This morning the largest open source search project, Apache Lucene/Solr, released a new version with a raft of new features. We’ve been advising clients to consider version 4.0 for several months now, as the alpha and beta versions have become available, and we know of several already running this version on live sites. Here’s a few highlights:
- Solr Cloud – a collection of new features for scalability and high availability (either on your own servers or on the Cloud), integrating Apache Zookeeper for distributed configuration management.
- More NoSQL features in case you’re planning to use Solr as a primary data store, including a transaction log
- A new web administration interface (including Solr Cloud features)
- New spatial search features including polygon support
- General performance improvements across the board (for example, fuzzy queries are 1-200 times faster!)

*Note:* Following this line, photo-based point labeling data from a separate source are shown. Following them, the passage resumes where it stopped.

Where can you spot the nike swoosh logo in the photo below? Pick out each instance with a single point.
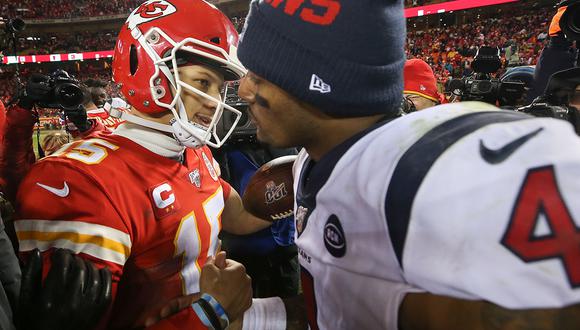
(496, 156)
(59, 192)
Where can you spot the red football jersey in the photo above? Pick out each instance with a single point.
(152, 220)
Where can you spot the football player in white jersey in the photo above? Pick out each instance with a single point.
(462, 216)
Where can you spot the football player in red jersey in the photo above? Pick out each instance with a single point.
(147, 200)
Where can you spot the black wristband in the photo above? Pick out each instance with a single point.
(211, 314)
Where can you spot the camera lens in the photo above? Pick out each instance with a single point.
(68, 95)
(570, 21)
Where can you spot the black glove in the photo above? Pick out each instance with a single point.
(78, 117)
(37, 90)
(75, 293)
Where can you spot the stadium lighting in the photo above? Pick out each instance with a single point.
(451, 6)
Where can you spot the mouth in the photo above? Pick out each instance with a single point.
(202, 119)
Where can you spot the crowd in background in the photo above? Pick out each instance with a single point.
(416, 3)
(31, 9)
(71, 42)
(449, 50)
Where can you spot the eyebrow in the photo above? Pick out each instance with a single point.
(261, 101)
(253, 77)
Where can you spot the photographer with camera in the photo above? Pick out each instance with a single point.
(482, 86)
(58, 90)
(75, 293)
(558, 55)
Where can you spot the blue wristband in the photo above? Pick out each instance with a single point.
(202, 316)
(219, 310)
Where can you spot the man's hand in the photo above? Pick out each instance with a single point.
(223, 279)
(78, 117)
(227, 281)
(74, 295)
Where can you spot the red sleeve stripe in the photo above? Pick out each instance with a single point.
(99, 241)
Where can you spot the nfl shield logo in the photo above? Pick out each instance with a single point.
(195, 178)
(300, 217)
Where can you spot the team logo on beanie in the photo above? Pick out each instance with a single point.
(318, 85)
(316, 12)
(150, 10)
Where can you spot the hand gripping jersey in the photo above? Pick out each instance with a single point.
(152, 220)
(460, 200)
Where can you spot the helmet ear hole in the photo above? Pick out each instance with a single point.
(133, 60)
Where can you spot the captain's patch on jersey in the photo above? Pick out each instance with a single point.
(164, 200)
(334, 238)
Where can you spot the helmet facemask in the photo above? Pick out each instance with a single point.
(187, 132)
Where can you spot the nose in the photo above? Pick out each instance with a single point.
(247, 89)
(209, 103)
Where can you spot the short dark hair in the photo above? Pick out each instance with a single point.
(92, 83)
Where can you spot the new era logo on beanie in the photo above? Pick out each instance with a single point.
(344, 57)
(316, 84)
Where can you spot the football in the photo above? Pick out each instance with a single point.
(269, 194)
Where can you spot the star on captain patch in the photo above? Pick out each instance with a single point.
(195, 178)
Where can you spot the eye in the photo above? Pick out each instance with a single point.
(202, 83)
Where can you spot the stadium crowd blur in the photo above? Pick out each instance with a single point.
(448, 49)
(43, 9)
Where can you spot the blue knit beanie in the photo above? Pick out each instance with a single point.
(344, 57)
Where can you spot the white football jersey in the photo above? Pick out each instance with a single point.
(462, 200)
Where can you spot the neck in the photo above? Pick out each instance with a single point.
(331, 132)
(155, 141)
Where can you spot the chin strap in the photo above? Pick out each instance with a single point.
(181, 135)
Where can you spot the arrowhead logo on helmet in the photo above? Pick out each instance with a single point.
(148, 11)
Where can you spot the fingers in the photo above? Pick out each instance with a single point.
(57, 276)
(31, 281)
(105, 294)
(220, 260)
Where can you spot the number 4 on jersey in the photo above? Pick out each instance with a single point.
(539, 196)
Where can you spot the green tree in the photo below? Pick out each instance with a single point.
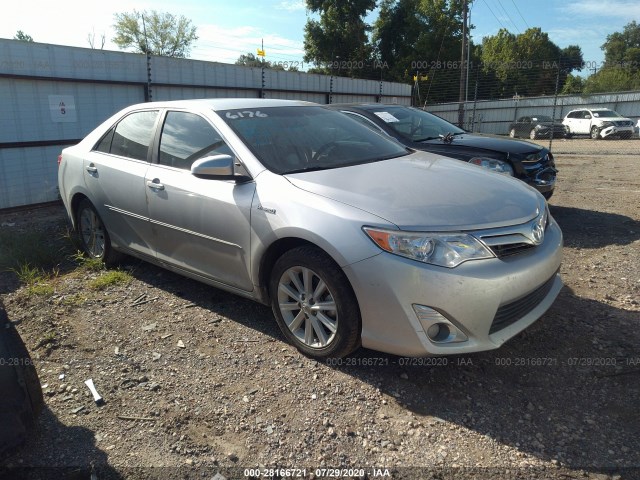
(573, 85)
(621, 70)
(622, 49)
(528, 64)
(166, 34)
(338, 42)
(423, 38)
(20, 35)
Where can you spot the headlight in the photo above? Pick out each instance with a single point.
(494, 165)
(442, 249)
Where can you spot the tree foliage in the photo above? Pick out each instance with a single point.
(421, 38)
(20, 35)
(338, 42)
(166, 34)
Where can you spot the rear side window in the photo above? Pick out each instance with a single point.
(187, 137)
(131, 137)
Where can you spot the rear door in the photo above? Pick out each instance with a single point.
(114, 173)
(201, 225)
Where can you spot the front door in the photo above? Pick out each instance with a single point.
(201, 225)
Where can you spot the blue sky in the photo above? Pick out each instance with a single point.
(228, 29)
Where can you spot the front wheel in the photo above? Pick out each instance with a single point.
(314, 304)
(94, 237)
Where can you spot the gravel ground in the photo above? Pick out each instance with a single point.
(198, 382)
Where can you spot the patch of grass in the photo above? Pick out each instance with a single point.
(36, 280)
(90, 264)
(110, 278)
(39, 250)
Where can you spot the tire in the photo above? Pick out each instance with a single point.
(21, 401)
(302, 279)
(93, 235)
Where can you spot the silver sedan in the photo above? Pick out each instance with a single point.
(351, 238)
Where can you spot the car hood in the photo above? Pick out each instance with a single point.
(426, 192)
(491, 142)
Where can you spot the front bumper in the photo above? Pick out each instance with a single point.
(614, 131)
(469, 296)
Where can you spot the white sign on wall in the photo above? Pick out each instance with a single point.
(62, 108)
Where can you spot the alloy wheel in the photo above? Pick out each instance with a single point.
(307, 307)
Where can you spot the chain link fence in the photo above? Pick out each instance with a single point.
(531, 102)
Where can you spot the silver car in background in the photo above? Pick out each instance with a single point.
(351, 238)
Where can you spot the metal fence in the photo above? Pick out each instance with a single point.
(53, 95)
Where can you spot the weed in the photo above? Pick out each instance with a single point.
(110, 278)
(88, 263)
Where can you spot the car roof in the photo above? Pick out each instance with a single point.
(365, 106)
(225, 103)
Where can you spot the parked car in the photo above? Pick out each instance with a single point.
(351, 238)
(598, 123)
(21, 400)
(424, 131)
(536, 126)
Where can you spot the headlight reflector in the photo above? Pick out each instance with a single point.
(498, 166)
(442, 249)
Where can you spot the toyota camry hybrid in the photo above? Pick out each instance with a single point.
(351, 238)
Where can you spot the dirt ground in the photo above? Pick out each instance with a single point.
(199, 383)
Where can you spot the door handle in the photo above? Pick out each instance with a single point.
(155, 185)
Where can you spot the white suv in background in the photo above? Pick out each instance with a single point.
(597, 123)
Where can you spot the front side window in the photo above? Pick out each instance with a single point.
(303, 138)
(132, 136)
(187, 137)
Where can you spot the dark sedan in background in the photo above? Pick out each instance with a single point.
(424, 131)
(537, 126)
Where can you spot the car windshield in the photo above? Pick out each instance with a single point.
(605, 114)
(303, 138)
(416, 125)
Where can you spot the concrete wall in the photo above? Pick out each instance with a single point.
(495, 116)
(53, 95)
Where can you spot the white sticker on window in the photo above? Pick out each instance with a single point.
(387, 117)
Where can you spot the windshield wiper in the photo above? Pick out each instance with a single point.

- Lucene now has pluggable codecs for storing index data on disk – a potentially powerful technique for performance optimisation, we’ve already been experimenting with storing updatable fields in a NoSQL database
- Lucene now has pluggable ranking models, so you can for example use BM25 Bayesian ranking, previously only available in search engines such as HP Autonomy and the open source Xapian.
The new release has been several years in the making and is a considerable improvement on the previous 3.x version – related projects such as elasticsearch will also benefit. There’s also a new book, Solr in Action, just out to coincide with this release. Exciting times ahead!